The costs are also akin to nearly half of the £600m, which the Department of Health and Social Care officials hope will be saved annually, once the model is fully up and running.
October will bring an early indicator into how the model is working, as it will be a year since the first specialist procurement provider (Crown Commercial Services) began buying its category of products under the new model.
Trusts win court battle with cancer
Two NHS trusts will receive £200,000 from a county council after they won a court case over a public health services contract tender, which had been awarded to Virgin Care.
Lancashire County Council will now rerun and complete its tendering process for public health services for 0 to 19 year olds by reevaluating the two existing bids from Virgin Care and a joint bid from Lancashire Care Foundation Trust and Blackpool Teaching Hospitals FT.

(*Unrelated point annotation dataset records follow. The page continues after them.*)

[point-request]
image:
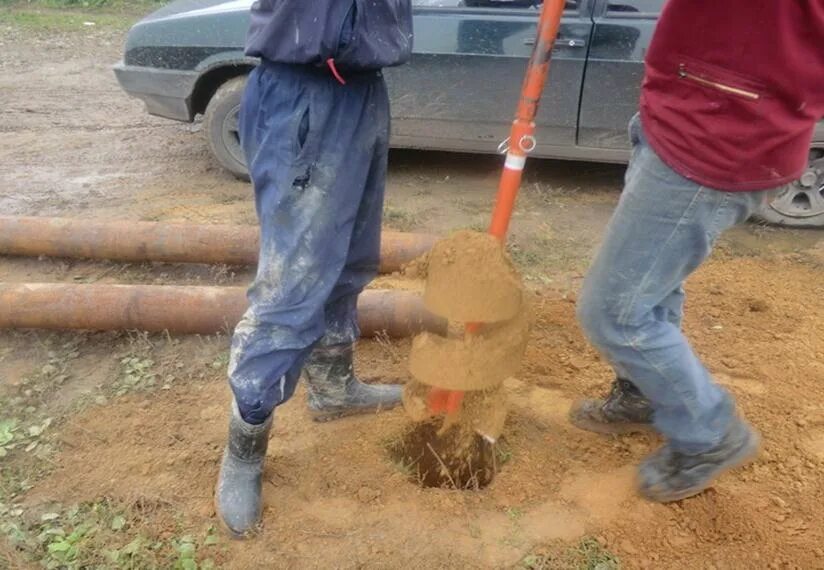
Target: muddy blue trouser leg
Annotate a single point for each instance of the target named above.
(317, 154)
(631, 305)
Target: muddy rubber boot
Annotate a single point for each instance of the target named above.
(668, 475)
(335, 391)
(625, 410)
(238, 492)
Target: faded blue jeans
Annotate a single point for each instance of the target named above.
(633, 297)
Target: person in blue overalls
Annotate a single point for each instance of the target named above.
(314, 125)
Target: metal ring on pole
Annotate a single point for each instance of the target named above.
(528, 143)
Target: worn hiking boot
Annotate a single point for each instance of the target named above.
(668, 475)
(334, 390)
(625, 410)
(238, 493)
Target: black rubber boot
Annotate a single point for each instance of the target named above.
(335, 391)
(625, 410)
(238, 492)
(668, 475)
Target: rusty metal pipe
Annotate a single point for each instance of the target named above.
(176, 243)
(203, 310)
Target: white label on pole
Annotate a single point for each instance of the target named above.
(514, 162)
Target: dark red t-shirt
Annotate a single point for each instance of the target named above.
(733, 90)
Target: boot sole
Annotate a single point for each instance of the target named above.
(224, 527)
(323, 417)
(608, 428)
(745, 455)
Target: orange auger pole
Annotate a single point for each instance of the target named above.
(520, 143)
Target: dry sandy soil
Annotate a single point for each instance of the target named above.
(139, 421)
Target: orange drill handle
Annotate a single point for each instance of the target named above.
(521, 143)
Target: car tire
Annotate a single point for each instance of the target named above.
(800, 204)
(221, 124)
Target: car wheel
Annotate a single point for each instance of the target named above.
(221, 124)
(800, 204)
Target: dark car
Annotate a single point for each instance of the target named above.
(459, 90)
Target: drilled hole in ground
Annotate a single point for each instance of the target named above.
(452, 460)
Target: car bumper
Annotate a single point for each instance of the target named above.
(166, 92)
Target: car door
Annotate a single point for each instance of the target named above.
(622, 33)
(461, 87)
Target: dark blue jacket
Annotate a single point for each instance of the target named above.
(356, 34)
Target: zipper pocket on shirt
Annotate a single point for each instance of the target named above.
(683, 73)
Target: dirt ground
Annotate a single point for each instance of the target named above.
(130, 426)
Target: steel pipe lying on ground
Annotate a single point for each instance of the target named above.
(180, 309)
(175, 243)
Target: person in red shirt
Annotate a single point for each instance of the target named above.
(731, 96)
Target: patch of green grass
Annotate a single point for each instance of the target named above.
(588, 554)
(55, 21)
(103, 534)
(74, 15)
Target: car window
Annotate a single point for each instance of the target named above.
(503, 4)
(634, 8)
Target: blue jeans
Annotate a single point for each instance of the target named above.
(633, 297)
(317, 155)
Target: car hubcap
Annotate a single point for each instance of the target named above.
(231, 135)
(804, 198)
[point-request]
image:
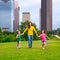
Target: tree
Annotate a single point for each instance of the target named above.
(23, 27)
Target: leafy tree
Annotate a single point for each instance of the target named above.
(23, 27)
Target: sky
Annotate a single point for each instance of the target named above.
(34, 8)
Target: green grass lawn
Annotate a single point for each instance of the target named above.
(8, 51)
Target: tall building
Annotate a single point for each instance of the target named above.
(46, 15)
(6, 19)
(16, 15)
(25, 16)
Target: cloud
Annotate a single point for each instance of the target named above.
(29, 3)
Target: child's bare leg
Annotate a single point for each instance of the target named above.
(43, 45)
(17, 44)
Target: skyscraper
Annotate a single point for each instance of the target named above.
(16, 15)
(25, 16)
(46, 15)
(6, 19)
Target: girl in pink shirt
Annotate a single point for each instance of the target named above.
(43, 38)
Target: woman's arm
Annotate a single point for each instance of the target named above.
(16, 36)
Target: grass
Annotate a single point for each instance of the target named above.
(8, 51)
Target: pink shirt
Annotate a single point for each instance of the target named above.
(43, 36)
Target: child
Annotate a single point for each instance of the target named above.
(19, 38)
(43, 37)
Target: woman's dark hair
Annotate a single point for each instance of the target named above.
(44, 31)
(29, 24)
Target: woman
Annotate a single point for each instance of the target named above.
(30, 30)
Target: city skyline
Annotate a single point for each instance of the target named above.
(34, 6)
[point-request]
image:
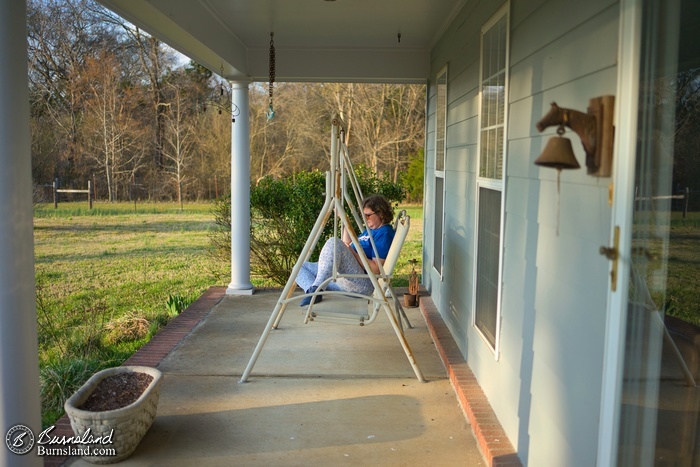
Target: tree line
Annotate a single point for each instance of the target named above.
(115, 106)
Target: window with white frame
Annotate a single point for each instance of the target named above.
(440, 131)
(492, 122)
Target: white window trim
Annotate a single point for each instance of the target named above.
(440, 174)
(491, 183)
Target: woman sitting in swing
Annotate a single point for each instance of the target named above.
(378, 214)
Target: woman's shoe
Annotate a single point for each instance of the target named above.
(307, 300)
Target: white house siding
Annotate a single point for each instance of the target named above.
(544, 384)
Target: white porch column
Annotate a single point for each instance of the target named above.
(240, 192)
(19, 361)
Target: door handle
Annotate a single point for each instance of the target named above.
(613, 254)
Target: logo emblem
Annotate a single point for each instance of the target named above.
(19, 439)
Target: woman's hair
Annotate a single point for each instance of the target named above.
(379, 205)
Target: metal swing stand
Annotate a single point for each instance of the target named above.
(383, 297)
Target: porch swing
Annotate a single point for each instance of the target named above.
(344, 306)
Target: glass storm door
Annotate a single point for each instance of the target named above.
(659, 400)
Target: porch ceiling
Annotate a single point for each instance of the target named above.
(315, 40)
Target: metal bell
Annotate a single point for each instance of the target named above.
(558, 154)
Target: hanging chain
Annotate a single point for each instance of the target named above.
(272, 65)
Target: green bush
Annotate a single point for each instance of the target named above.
(283, 212)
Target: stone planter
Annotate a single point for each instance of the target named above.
(129, 423)
(410, 300)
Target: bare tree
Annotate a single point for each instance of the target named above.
(179, 137)
(114, 138)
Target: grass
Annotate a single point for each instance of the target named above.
(412, 247)
(680, 295)
(110, 277)
(683, 277)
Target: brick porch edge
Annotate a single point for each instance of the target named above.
(155, 350)
(490, 436)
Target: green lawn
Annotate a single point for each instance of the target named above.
(104, 279)
(109, 278)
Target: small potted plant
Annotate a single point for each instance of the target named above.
(115, 408)
(410, 299)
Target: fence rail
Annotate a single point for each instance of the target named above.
(684, 196)
(56, 191)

The trusts previously took LCC to court after the council awarded a five year £104m contract for school nursing and health visiting services to Virgin Care. The trusts, which were the incumbent providers of the services, successfully overturned Lancashire’s decision to award the contract to Virgin Care.
According to the Local Government Chronicle, Mr Justice Stuart-Smith found the county council’s records of its moderation process fell short of the standards required to evidence the reasons for the scores awarded to bidders. In their arguments, the trusts said they would lose up to £2m of transformation funding and 160 staff as a result of missing out on the contract.
The county council has agreed to pay the health trusts most of their legal costs for bringing the case. Although a final figure has not yet been produced, the council has anticipated it will be in the region of £200,000 which would be around 75 per cent of the total costs.